One proviso. Of the 40,000 kanji characters in existence, my fellow Japanese make use of barely 3,000. We will, however, not dizzy ourselves with any further verbiage, nor an oceanic dictionary. Here we will cast our net over the terms which, like the sevillana dancers I adore, address the tuna face to face, and how they can be conveyed in the West.
Learning from Junji Okada, chef de cuisine at Miyama
And to illustrate this humble post we headed to the Miyama restaurant, with its dual branch in Madrid, for its chef de cuisine to clear up a number of doubts, set straight some of our comforting certainties, and serve up a few cuts bearing the hallmark of outstanding Fuentes Bluefin Tuna.
First of all, a distinction. “Many people refer to maguro (tuna) as kuro maguro, which adds nothing more than that it is black-skinned tuna,” Junji Odaka mentions.
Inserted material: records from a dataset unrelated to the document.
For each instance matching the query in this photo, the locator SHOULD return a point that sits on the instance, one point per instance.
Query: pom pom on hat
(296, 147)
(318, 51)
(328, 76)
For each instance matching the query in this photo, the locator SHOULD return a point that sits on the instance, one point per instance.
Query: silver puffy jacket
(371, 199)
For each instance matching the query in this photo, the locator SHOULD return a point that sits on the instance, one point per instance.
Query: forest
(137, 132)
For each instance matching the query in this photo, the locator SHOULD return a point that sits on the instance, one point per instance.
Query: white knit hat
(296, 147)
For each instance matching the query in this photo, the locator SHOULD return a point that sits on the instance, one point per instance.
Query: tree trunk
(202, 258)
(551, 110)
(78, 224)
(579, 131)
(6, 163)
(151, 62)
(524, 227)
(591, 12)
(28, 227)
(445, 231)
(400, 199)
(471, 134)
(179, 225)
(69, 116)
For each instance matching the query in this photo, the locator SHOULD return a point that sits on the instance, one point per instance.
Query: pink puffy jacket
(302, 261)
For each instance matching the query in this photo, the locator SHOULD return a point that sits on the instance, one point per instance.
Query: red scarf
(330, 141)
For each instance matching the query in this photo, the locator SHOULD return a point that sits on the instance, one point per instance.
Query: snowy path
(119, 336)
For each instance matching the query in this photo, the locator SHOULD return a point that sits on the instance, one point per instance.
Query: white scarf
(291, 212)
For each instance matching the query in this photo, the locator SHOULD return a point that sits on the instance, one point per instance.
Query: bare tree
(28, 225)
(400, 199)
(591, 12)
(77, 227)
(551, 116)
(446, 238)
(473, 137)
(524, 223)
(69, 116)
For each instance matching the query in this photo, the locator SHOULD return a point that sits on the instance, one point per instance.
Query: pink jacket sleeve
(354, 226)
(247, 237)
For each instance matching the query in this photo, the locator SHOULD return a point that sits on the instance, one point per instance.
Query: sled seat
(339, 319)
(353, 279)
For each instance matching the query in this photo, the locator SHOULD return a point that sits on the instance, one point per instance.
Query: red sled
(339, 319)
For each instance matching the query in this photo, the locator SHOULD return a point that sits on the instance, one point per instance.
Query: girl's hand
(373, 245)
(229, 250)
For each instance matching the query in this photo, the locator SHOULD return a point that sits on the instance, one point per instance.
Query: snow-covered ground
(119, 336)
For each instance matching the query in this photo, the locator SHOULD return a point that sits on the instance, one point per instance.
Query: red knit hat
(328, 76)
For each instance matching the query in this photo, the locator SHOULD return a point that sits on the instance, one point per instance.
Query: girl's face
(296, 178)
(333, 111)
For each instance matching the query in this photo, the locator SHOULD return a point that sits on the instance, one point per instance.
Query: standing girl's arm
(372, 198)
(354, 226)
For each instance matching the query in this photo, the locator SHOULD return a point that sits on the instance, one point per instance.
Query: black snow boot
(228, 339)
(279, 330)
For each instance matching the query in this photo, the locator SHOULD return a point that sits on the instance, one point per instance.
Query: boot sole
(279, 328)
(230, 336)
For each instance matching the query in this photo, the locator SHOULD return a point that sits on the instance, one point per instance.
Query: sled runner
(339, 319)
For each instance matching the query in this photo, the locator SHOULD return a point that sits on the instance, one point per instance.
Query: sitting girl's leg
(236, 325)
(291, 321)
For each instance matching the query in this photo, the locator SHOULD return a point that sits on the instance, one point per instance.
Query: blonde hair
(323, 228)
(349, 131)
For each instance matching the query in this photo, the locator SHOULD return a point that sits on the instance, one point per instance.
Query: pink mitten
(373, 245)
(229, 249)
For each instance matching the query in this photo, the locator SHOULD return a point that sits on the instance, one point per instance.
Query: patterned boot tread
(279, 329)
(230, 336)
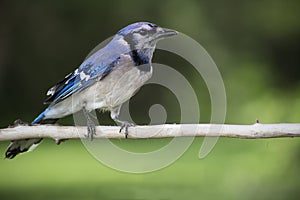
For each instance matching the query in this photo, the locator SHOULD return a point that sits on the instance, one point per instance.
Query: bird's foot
(125, 126)
(91, 129)
(59, 141)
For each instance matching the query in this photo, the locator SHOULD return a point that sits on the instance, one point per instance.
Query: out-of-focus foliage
(255, 45)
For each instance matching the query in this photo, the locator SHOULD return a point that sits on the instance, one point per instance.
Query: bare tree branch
(56, 132)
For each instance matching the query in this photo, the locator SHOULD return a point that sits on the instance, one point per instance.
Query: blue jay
(105, 80)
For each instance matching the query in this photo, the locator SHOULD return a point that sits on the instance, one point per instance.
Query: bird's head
(144, 35)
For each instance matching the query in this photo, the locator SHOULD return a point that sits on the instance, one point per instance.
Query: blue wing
(86, 75)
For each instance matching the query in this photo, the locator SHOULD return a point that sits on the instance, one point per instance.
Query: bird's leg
(124, 124)
(91, 128)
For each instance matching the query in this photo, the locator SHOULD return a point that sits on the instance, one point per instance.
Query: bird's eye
(143, 32)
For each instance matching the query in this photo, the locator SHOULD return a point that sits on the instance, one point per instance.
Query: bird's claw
(125, 126)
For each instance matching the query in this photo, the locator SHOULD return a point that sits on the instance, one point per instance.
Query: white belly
(113, 90)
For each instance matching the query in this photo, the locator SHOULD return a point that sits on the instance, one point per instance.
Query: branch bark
(57, 132)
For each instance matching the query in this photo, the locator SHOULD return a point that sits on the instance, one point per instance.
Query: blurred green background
(255, 45)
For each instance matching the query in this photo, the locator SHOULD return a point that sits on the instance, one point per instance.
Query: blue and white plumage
(105, 80)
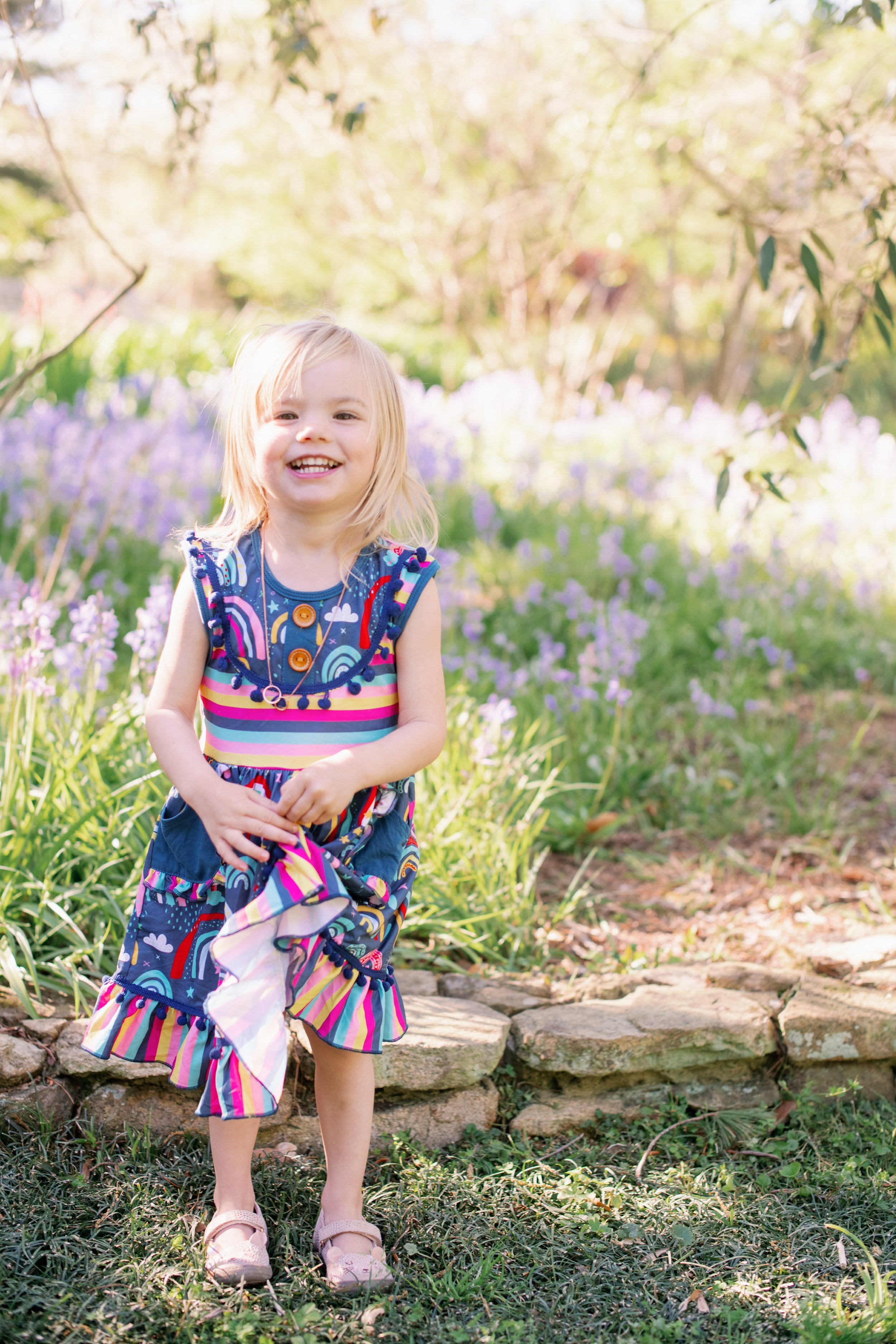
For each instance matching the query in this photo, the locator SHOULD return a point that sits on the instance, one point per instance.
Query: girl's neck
(305, 554)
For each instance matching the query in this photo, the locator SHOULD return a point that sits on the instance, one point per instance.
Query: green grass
(497, 1240)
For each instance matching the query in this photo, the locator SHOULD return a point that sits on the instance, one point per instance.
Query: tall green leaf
(810, 267)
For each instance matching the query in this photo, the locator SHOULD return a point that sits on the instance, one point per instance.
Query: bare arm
(229, 814)
(324, 790)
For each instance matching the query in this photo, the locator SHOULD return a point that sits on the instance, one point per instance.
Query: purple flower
(152, 625)
(704, 704)
(610, 554)
(90, 654)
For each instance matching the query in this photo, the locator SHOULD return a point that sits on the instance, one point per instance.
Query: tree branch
(13, 386)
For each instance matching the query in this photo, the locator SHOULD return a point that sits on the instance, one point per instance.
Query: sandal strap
(233, 1218)
(350, 1225)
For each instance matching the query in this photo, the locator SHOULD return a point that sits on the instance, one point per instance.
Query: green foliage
(499, 1240)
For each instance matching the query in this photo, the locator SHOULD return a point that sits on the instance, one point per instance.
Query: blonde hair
(395, 505)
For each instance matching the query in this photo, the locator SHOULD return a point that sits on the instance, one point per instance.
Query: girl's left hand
(321, 791)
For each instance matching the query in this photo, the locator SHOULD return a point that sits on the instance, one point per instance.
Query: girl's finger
(272, 833)
(230, 857)
(246, 846)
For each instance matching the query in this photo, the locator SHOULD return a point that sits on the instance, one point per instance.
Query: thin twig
(688, 1120)
(11, 387)
(64, 172)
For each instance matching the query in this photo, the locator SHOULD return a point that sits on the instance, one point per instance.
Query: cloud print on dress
(342, 613)
(159, 943)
Although he recently turned 50, the Tokyo-born chef has a youthful look, a precise manner and the eyes of a mischievous boy concealing the strategy behind his next surprise.
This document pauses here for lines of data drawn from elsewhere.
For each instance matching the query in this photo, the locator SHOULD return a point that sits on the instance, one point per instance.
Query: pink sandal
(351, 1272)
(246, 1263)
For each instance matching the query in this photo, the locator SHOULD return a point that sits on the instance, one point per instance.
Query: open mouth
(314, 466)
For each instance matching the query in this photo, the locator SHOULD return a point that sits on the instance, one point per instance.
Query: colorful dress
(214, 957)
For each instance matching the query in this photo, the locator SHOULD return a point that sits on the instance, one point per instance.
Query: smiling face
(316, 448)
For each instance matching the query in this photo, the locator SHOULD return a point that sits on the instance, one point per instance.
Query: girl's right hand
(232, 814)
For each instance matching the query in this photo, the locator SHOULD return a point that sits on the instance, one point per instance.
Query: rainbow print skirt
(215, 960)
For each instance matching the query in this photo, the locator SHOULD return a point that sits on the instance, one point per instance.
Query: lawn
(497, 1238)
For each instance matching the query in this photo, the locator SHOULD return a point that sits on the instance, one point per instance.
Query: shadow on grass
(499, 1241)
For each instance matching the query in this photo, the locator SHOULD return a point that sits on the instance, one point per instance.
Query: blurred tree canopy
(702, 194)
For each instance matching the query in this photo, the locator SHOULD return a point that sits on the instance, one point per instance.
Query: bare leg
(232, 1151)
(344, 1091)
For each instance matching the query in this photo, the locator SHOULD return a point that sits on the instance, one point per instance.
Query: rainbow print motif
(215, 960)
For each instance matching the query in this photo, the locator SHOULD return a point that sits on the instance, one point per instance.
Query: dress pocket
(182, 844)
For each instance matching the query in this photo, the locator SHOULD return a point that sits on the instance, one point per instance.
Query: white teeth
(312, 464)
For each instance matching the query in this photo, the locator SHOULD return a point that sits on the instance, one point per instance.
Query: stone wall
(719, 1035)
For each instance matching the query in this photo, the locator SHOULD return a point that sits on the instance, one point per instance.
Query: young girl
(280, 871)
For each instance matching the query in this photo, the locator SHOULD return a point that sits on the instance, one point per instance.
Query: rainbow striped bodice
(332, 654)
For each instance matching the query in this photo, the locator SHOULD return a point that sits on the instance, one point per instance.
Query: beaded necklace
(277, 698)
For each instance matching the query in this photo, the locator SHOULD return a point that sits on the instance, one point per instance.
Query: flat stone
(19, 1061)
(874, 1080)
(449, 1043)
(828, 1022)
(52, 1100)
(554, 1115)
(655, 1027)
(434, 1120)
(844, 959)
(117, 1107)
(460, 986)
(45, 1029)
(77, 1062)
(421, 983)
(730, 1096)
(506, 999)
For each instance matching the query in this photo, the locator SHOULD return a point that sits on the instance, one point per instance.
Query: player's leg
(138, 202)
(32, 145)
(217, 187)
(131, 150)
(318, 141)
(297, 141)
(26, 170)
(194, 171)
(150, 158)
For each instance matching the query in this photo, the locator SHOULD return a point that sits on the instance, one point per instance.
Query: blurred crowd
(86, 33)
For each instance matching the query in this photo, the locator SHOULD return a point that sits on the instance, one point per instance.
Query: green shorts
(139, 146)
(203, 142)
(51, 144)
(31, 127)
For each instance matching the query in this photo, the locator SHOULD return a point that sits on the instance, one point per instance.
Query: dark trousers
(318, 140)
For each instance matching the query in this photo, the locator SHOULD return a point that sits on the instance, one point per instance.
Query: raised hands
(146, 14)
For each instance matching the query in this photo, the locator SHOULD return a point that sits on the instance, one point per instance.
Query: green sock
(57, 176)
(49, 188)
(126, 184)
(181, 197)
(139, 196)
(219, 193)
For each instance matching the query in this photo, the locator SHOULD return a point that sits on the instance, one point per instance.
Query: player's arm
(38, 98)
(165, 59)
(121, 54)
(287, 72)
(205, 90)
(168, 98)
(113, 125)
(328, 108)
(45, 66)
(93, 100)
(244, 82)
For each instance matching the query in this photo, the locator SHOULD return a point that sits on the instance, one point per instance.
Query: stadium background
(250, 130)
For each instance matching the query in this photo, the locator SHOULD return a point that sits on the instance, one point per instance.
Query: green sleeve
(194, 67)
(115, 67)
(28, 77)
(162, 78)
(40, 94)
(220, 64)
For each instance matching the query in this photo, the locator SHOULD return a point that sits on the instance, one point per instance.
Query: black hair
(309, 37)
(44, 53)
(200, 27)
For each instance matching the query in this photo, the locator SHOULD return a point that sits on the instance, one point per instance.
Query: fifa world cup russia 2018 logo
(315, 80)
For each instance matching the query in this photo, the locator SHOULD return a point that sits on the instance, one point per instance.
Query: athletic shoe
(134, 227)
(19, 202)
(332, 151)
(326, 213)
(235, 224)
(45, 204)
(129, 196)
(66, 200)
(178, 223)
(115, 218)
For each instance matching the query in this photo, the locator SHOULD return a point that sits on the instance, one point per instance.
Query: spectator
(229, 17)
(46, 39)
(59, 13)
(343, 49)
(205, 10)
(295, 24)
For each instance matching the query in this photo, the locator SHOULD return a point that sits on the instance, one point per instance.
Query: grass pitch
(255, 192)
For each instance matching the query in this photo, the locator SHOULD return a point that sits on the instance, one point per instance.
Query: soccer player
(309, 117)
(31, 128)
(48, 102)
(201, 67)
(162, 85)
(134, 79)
His CV tells us that he began his career at the Akasaka Suntory in his hometown, before packing his bags and setting to work in London and the Netherlands, ultimately ending up beneath the bear and strawberry tree of Madrid’s flag. He has been at Miyama with a knife between his teeth and in his hands since 2007. Sushi, sashimi (which in fact means cut meat), nigiri and tuna stews hold no secrets for this silent conjurer behind his wooden bar. We entrust ourselves to the skill of his hands and fingers.
From Akami to Toro, via Kawara and Hohomiku…
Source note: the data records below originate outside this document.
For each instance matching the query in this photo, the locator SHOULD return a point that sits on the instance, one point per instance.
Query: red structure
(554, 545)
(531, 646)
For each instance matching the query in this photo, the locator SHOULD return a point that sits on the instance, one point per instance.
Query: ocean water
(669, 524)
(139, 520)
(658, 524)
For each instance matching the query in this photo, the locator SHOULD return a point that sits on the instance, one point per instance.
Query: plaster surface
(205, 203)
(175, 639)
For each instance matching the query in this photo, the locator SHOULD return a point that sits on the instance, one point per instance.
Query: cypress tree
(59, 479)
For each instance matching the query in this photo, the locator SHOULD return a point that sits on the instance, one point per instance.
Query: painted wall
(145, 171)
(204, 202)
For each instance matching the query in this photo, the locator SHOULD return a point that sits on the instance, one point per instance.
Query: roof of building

When it is butchered, the tuna is split into two magnificent parts which are then divided into six pieces, a method defined as gomai oroshi. Once the photographer’s camera is satisfied, along with my curiosity to see this samurai at work, there appear before our eyes the two great regions of this titan of the sea: the akami (literally, red meat), indicating the part of the loin (also defined as se), with a meatier tone. Seshimo refers to the peak of the back.
With greater precision than a beef guru gives to the marbling of the meat, our chef fillets the toro, in other words the tuna belly. The prefix hara (abdomen) is a combined to make up the terms harakami, haranaka and harashimo in reference to the forward, central and rear sections of this anatomical area. Junji’s haranaka makes for an outstanding and silky sashimi. The meat found more to the side is chu-toro, with a more pinkish tone.
The back cheek (which we call kama) is diced by our chef to conjure up a truly memorable and succulent stew. The parts closest to the spine (hone) are known as tenni, while those further from the backbone are dubbed kawara. Nakahochi defines this backbone meat which I have seen many chefs scoop up with a spoon as if they were emptying a jar of jam.
The cheek (or kokotxa – I love the Basque term) is known as ago and the chin meat, hohomiku. Zumiku is the head meat, and medame the great eye that sees everything under the sea… and to which we have already dedicated a post. And now, dear reader, you can sit secure on a hotel bed in Tokyo without feeling like a forlorn Bill Murray when presented with the fundamentals of Japanese tuna terminology.
Postscript. If you are ever served tsuna in a restaurant, then be aware that yes, it is tuna… but will never be either bluefin or illustrious, and instead more canned than sitcom laughter.